Best of all is Marvin’s singing, which is so fast that I can’t really make out what on earth he’s going on about. There’s the title of the song and references to rock and roll and rolling rock but little else is readily decipherable. (There is a tale that Rolling Rock beer took its name from Marvin’s references to it in this song; it’s a good story but not one that holds up. The beer was first brewed in 1933 and this tune came out in the mid-fifties. It does sound as if Marvin had consumed more than one bottle of Rolling Rock prior to recording; and possibly the odd one whist the tape was running as well.)

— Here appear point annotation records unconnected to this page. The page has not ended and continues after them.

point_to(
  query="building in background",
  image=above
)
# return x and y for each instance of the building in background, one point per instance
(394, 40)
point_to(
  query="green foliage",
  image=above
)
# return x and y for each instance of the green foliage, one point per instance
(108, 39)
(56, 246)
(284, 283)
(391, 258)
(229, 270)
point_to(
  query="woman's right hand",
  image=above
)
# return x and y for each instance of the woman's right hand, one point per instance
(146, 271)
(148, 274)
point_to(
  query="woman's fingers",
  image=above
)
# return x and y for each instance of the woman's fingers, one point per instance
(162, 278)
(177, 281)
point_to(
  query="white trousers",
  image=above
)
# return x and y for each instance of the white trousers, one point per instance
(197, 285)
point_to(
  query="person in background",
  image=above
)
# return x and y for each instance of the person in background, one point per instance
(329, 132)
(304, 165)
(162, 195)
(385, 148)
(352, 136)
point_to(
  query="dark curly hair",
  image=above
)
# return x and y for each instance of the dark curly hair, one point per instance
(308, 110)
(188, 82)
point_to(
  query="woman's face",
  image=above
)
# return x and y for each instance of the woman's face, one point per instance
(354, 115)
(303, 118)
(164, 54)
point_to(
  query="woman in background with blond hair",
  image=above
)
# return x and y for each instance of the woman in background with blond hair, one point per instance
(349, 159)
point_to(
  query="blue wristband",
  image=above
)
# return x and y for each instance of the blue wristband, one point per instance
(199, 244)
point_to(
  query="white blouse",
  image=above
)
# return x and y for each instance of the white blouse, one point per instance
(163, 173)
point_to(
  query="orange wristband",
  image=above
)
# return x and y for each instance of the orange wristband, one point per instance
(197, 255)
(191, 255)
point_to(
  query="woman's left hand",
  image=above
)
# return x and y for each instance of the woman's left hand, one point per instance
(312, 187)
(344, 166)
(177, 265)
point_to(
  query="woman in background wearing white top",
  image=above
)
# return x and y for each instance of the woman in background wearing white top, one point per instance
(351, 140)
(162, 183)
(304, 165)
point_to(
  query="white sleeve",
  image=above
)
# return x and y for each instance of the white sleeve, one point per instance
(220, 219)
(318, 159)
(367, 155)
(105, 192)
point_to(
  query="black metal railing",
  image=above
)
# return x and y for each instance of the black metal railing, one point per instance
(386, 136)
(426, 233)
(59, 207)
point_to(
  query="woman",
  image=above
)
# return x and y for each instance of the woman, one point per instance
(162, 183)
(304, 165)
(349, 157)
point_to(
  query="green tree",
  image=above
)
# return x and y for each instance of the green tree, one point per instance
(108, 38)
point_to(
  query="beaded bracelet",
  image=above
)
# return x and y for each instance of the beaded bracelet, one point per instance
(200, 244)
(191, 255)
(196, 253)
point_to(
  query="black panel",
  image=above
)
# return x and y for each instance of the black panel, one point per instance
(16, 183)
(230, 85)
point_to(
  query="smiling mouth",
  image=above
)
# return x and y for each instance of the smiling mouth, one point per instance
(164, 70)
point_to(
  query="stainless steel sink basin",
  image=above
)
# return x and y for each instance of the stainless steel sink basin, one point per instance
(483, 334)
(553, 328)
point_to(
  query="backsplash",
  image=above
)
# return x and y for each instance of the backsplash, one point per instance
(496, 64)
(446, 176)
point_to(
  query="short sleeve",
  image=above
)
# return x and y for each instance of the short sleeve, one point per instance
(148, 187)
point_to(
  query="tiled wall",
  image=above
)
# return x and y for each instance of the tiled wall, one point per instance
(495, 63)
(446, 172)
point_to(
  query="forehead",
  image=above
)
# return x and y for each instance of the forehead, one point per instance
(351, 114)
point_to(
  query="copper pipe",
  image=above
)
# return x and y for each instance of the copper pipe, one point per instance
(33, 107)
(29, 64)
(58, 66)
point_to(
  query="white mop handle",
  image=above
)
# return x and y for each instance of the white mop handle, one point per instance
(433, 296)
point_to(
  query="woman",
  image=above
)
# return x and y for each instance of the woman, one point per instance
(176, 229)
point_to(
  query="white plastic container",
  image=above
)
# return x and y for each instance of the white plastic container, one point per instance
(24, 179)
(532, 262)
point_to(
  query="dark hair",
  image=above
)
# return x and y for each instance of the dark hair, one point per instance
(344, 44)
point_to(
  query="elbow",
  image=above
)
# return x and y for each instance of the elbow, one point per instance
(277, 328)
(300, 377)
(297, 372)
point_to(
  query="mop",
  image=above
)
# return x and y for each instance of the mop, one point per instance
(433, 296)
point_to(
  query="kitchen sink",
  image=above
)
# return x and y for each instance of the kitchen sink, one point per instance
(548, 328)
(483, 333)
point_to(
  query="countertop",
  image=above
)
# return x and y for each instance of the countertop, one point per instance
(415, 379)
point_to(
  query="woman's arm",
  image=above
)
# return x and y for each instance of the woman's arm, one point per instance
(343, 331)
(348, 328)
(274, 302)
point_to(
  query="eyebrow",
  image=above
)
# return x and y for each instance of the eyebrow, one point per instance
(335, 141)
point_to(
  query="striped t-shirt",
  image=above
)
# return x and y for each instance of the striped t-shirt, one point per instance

Marvin Rainwater (his real name-he is one quarter Native American and Cherokee) was born in 1925 in Wichita, Kansas. Isn’t the idea of having Rainwater as a real name rather than some stage name pretty cool? Rock and roll wasn’t Marvin’s chosen route into music; he actually trained professionally as a classical pianist until that career was closed off to him due to an accident which resulted in the loss of his right thumb. He then trained as a vet but after serving in the Second World War, he must have decided that dealing with cattle wasn’t his forte and took up the guitar. He became fascinated with country music and before long was making a living out it, appearing on stage wearing a headband and buckskin jacket. His song “Gonna Find Me A Blue Bird” was a million-selling hit in 1957. As good as that and “Hot and Cold” are, I wonder if Marvin still had a hankering after piano concertos; did he listen to Brahms at home whilst wearing rhinestone jackets and dreaming what might have been?